In proxy materials filed with the U.S. Securities and Exchange Commission prior to its May 3 annual meeting, Primo Water Corp. (NYSE: PRMW), a publicly traded company headquartered in Tampa, has lashed out at Los Angeles-based Legion Partners Asset Management LLC, an investment firm that owns a small portion of Primo’s outstanding shares, in response to Legion’s criticism of Primo’s financial performance.
The materials include a letter to shareholders that encourages them to vote for Primo’s preferred candidates “who are standing for election to the board of directors.” The slate of 10 candidates does not include any of the names put forward by Legion in March.
“Our candidates for the board are experienced, dedicated and diverse,” the letter reads. “They have been founders, executives and board members at some of the largest and most respected beverage and route-based companies in the world, including PepsiCo, Coca-Cola Enterprises, Anheuser-Busch, Aramark and Blue Rhino. They also bring important functional expertise in areas that are integral to our business such as executive leadership, operations, finance, digital marketing, capital markets and human resources.”
Primo’s letter goes on to say that two of Legion’s board director nominees, Henrik Jelert and Lori Marcus, “failed to disclose important and required information to the company (one neglected to disclose that he was criminally tried for allegedly bribing a government official and the other did not disclose a pending case against her for fraud).” Furthermore, Primo blames Legion for allegedly not allowing its preferred candidates to be interviewed by the company’s leadership team. Primo also says Jelert and Marcus refused direct invitations to a meeting.
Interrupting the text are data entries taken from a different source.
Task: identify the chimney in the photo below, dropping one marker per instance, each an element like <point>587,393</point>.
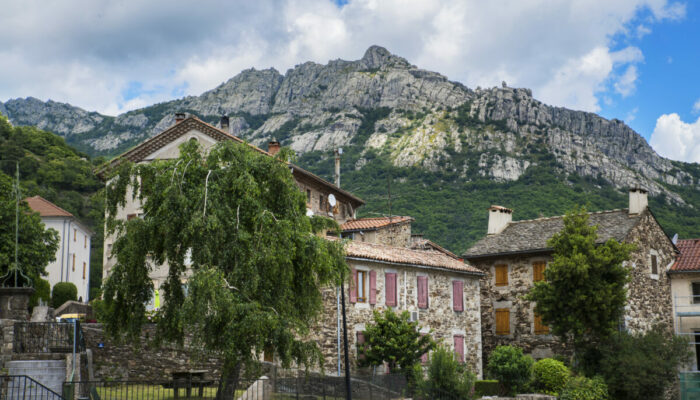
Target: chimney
<point>224,123</point>
<point>499,218</point>
<point>273,147</point>
<point>638,200</point>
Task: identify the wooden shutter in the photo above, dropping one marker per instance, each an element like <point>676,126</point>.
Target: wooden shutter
<point>501,275</point>
<point>502,321</point>
<point>353,287</point>
<point>422,292</point>
<point>372,287</point>
<point>459,347</point>
<point>540,328</point>
<point>390,283</point>
<point>458,295</point>
<point>538,270</point>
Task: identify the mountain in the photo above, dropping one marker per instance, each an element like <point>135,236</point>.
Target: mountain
<point>447,151</point>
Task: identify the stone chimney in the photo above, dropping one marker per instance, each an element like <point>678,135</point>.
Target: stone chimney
<point>638,200</point>
<point>499,218</point>
<point>273,147</point>
<point>224,123</point>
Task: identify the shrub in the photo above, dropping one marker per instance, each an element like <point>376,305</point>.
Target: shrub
<point>511,367</point>
<point>550,376</point>
<point>42,291</point>
<point>62,292</point>
<point>486,388</point>
<point>582,388</point>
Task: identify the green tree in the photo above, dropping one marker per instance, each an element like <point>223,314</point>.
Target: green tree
<point>394,339</point>
<point>258,263</point>
<point>36,245</point>
<point>583,294</point>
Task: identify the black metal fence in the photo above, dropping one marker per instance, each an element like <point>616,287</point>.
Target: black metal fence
<point>47,337</point>
<point>22,387</point>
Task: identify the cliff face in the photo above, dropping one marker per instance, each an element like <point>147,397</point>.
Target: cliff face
<point>383,106</point>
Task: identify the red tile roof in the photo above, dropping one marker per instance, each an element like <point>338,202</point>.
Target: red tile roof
<point>46,208</point>
<point>372,223</point>
<point>402,255</point>
<point>689,259</point>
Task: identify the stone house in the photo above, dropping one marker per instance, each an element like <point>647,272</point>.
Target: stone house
<point>440,292</point>
<point>72,263</point>
<point>320,194</point>
<point>685,288</point>
<point>514,254</point>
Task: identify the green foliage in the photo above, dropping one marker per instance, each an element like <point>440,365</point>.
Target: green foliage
<point>550,376</point>
<point>637,366</point>
<point>62,292</point>
<point>488,387</point>
<point>258,265</point>
<point>42,291</point>
<point>394,339</point>
<point>584,292</point>
<point>582,388</point>
<point>36,245</point>
<point>510,367</point>
<point>446,375</point>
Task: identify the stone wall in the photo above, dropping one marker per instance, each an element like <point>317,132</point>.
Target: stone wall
<point>438,318</point>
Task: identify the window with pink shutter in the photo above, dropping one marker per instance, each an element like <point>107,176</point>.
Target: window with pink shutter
<point>390,284</point>
<point>458,295</point>
<point>422,292</point>
<point>459,348</point>
<point>372,287</point>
“Legion's motives remain unclear,” the letter reads. “Legion began buying our stock less than six months ago and currently owns approximately 1.5% of the company's total outstanding shares. Since then, Legion has sought very limited interaction with us and has never had meaningful conversations with our board or management team. To our disappointment, Legion has refused to constructively engage with us and has provided no recommendations on how to improve Primo Water.”
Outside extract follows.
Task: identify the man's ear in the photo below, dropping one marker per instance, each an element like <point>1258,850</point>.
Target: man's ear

The letter continues, “As best we can tell, Legion is far more interested in grabbing headlines than engaging in substantive discussions about business improvement initiatives. If that changes, we welcome a conversation and any ideas Legion may have to support our success.”
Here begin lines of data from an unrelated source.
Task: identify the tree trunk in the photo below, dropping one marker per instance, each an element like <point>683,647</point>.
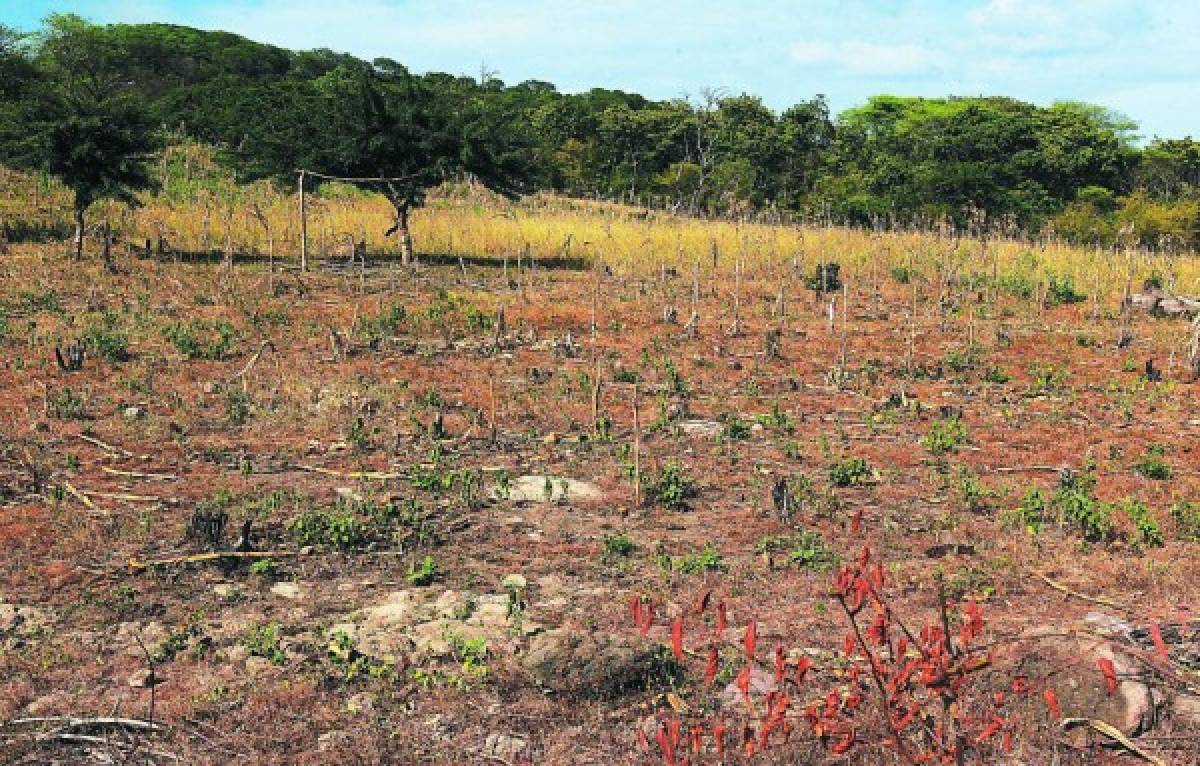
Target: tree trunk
<point>78,235</point>
<point>406,237</point>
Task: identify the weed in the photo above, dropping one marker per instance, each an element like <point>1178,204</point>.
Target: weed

However, in a letter sent to shareholders on April 4, Legion fires back at Primo’s response, saying it will challenge in court the company’s decision to block the nominations of Jelert and Marcus.
“The board has brazenly determined to not recognize these valid nominations, forcing Legion Partners to bring an application before the Ontario Superior Court of Justice in Canada and seek other legal remedies just to provide shareowners the opportunity to vote on their candidacies,” Legion’s letter reads. “We fully expect to be successful in one or more of these proceedings.”
In the meantime, Legion says it will continue to push for shareholders to vote for its other two preferred candidates, Derek Lewis and Tim Hasara, whose nominations have not been blocked. Calling Primo’s current board “broken” and “in need of refreshment,” Legion says shareholders should “send a clear and unequivocal message to the board that these entrenchment tactics are not acceptable, by not voting for the company’s long-tenured directors — Jeremy Fowden, Gregory Monahan, Billy Prim and Eric Rosenfeld.”
Via brands including AquaTerra, PureFlo and Mountain Valley Spring Water, Primo is a leading provider of water and related products — what it calls hydration solutions — throughout North America, Europe and Israel, manufacturing water dispensers and delivering bottled water to millions of homes and businesses. According to its website, Primo sells more than one billion gallons of water every year. It reported gross revenue of $2.07 billion in 2022, up from $1.95 billion in 2021 — an increase of more than 6%, though it posted a loss of $3.2 million.